Veronica L. (Plantaginaceae) contains 450 species worldwide and includes many economically important species for medicinal purposes (Salehi et al., 2019). Its diversification centers are western Asia and New Zealand (Albach and Meudt, 2010). Psudolysimachion has been proposed by Opiz (1852) based on section Pseudolysimachium W. D. J. Koch of Veronica. This taxon has been recognized as an independent genus in previous Korean and Japanese publications (Yamazaki, 1968; Lee and Yamazaki, 1983) based on unique characters compare to other Veronica, such as basal chromosome number (x = 17), long corolla tube, and densely packed inflorescences (Albach et al., 2004a, b). However, recent molecular studies confirmed that members of Pseudolysimachion were included in the clade of Veronica (Albach et al., 2004a, b; Albach and Meudt, 2010). Therefore, this taxon is currently recognized as a subgenus in the classification system of Veronica, which contains 11 subgenera (Albach, 2004a, b; Albach, 2008).

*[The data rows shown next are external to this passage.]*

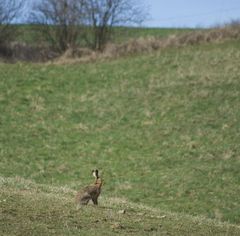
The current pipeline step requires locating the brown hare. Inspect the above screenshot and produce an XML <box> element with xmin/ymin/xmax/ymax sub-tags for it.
<box><xmin>76</xmin><ymin>170</ymin><xmax>103</xmax><ymax>207</ymax></box>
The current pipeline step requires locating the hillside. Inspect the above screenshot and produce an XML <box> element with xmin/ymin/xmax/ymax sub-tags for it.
<box><xmin>0</xmin><ymin>40</ymin><xmax>240</xmax><ymax>235</ymax></box>
<box><xmin>0</xmin><ymin>178</ymin><xmax>240</xmax><ymax>236</ymax></box>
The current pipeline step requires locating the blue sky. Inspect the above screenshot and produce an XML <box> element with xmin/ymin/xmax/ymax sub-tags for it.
<box><xmin>144</xmin><ymin>0</ymin><xmax>240</xmax><ymax>27</ymax></box>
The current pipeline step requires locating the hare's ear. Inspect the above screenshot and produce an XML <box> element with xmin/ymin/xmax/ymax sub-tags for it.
<box><xmin>92</xmin><ymin>170</ymin><xmax>98</xmax><ymax>178</ymax></box>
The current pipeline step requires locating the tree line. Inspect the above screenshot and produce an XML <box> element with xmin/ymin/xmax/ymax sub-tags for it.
<box><xmin>0</xmin><ymin>0</ymin><xmax>146</xmax><ymax>51</ymax></box>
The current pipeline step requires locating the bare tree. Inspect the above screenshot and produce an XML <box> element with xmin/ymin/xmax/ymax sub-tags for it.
<box><xmin>31</xmin><ymin>0</ymin><xmax>84</xmax><ymax>51</ymax></box>
<box><xmin>85</xmin><ymin>0</ymin><xmax>147</xmax><ymax>50</ymax></box>
<box><xmin>0</xmin><ymin>0</ymin><xmax>24</xmax><ymax>44</ymax></box>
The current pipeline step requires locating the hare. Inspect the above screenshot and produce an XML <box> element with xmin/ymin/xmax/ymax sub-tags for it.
<box><xmin>76</xmin><ymin>170</ymin><xmax>102</xmax><ymax>207</ymax></box>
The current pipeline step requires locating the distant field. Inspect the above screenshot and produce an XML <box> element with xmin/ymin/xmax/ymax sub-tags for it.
<box><xmin>0</xmin><ymin>38</ymin><xmax>240</xmax><ymax>227</ymax></box>
<box><xmin>16</xmin><ymin>25</ymin><xmax>194</xmax><ymax>44</ymax></box>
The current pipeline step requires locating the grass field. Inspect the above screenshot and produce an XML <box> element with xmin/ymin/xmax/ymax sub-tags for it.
<box><xmin>0</xmin><ymin>37</ymin><xmax>240</xmax><ymax>235</ymax></box>
<box><xmin>16</xmin><ymin>25</ymin><xmax>194</xmax><ymax>46</ymax></box>
<box><xmin>0</xmin><ymin>178</ymin><xmax>240</xmax><ymax>236</ymax></box>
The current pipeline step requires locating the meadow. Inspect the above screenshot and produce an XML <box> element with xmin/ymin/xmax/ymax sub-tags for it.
<box><xmin>0</xmin><ymin>33</ymin><xmax>240</xmax><ymax>235</ymax></box>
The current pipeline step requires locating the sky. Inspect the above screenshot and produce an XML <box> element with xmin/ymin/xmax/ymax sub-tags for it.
<box><xmin>23</xmin><ymin>0</ymin><xmax>240</xmax><ymax>28</ymax></box>
<box><xmin>144</xmin><ymin>0</ymin><xmax>240</xmax><ymax>27</ymax></box>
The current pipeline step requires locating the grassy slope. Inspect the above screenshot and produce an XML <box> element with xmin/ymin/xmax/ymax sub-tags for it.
<box><xmin>0</xmin><ymin>42</ymin><xmax>240</xmax><ymax>227</ymax></box>
<box><xmin>0</xmin><ymin>178</ymin><xmax>240</xmax><ymax>236</ymax></box>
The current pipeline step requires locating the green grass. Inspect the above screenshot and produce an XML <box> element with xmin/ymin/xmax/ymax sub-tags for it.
<box><xmin>0</xmin><ymin>39</ymin><xmax>240</xmax><ymax>230</ymax></box>
<box><xmin>0</xmin><ymin>178</ymin><xmax>240</xmax><ymax>236</ymax></box>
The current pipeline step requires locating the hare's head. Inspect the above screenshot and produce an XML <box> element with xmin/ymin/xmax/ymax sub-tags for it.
<box><xmin>92</xmin><ymin>169</ymin><xmax>103</xmax><ymax>186</ymax></box>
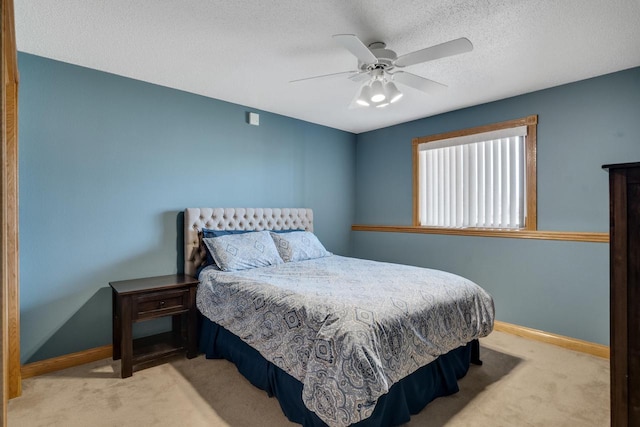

On the Korean peninsula, eight species and 14 taxa have been reported in the subgenus Pseudolysimachium of Veronica (Kim and Choi, 2007). As an endemic species in Korea, Veronica nakaiana Ohwi is distributed only on Ulleungdo Island (Kim, 2018; recognized as Pseudolysimachion nakaianum (Ohwi) T. Yamaz.). Many studies on endemic species of Ulleungdo Island have been conducted to understand the evolution of genetic diversification of the species on Ulleungdo Island of volcanic origin. However, all of these studies are based on sequence data from a few DNA regions (e.g., Jeong et al., 2014; Oh, 2015; Lee et al., 2017; Cheong et al., 2020), often resulting in the lack of molecular variations within the species. Therefore, studies based on the whole chloroplast (cp) genome are needed in future population genetic studies of endemic species (Park et al., 2020).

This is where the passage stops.